RSV infection impaired learning and memory. Nine 3-wk-old Sprague-Dawley rats were i.n. challenged with RSV or vehicle; 30 d after the infections, rats were subjected to MWM tests to evaluate their cognitive capacity. (A) Data in the graph show the mean escape latency recorded from MWM test. Infected (●) and control (■) rats were subjected for 5 d to a MWM test. The day of each trial is indicated on the X-axis, and the mean ± SE escape latency is indicated on the Y-axis. The mean escape latency is the average of four trials performed on the day of the same experimental group. Statistical analysis (Mann–Whitney U test) showed significant differences on days 1, 2, and 3 with P ≤ 0.05 (n = 9). (B) Mean escape latency from four trials for infected and control groups. Statistical analysis (unpaired t test) showed no significant differences between the control and infected animals.

Fig. 7.

Impaired synaptic plasticity resulting from RSV infection. (A) Rat hippocampal slice preparation and typical electrode placements for studying synaptic plasticity at SC synapses onto CA1, showing the regions CA1, CA3, and the DG. DG, dentate gyrus; MF, mossy fiber; SC, Schaffer collateral; Stim, stimulating electrode; Rec, recording electrode. (B) Illustration of LTP and LTD in the CA1 region of the hippocampus. (C) LTP in the stratum radiatum of the CA1 region of hippocampus.
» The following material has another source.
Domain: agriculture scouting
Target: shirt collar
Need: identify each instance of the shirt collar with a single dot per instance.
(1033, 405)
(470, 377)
Synaptic strength, defined as the initial slope of the fEPSP (normalized to baseline), is plotted as a function of time. Data in the graph show the LTP induction elicited by high-frequency tetanic stimulation (100 Hz stimulation for 1 s) for RSV-infected (■) or mock control () rats. (D) LTD in the CA1 region of the hippocampus. Data in graph show the LTD elicited by low-frequency stimulation (5 Hz stimulation for 3 min given twice with a 3-min interval) for RSV-infected (■) or mock control () rats. (Scale bar, 0.5 mV, 10 ms.) Statistical analysis, unpaired t test; ***P < 0.0001, n = 7 slides, 4 rats for each group.

Fig. 8.

CD49d blockade prevents the cognition impairment caused by RSV infection. Six-week-old BALB/c mice were treated with one or two doses of 70 μg anti- CD49d and i.n. inoculated with RSV or mock control. (A) Representative images of MB tests for each treatment. Mice receiving two doses of anti-CD49d showed no altered performance in MB tests after RSV infection in relation to control mice. (B) Data in the graph show the quantification of hidden marbles for all experimental groups. Statistical analysis, unpaired t test; ***P < 0.0001, n = 5.

Fig. 9.

Immunization with rBCG-N prevents the cognition impairment caused by RSV infection. Six-wk-old BALB/c mice were immunized with either rBCG-N or BCG-WT and intranasally inoculated with RSV or mock control. (A) Data in the graph show the viral load in lungs (gray bars) and brains (white bars) for unimmunized, rBCG-N-, and BCG-WT-immunized and uninfected mice. (B) Quantification of MB test for rBCG-N-, BCG-WT-immunized, and uninfected mice. Statistical analysis unpaired t test; ***P < 0.0001, n = 10.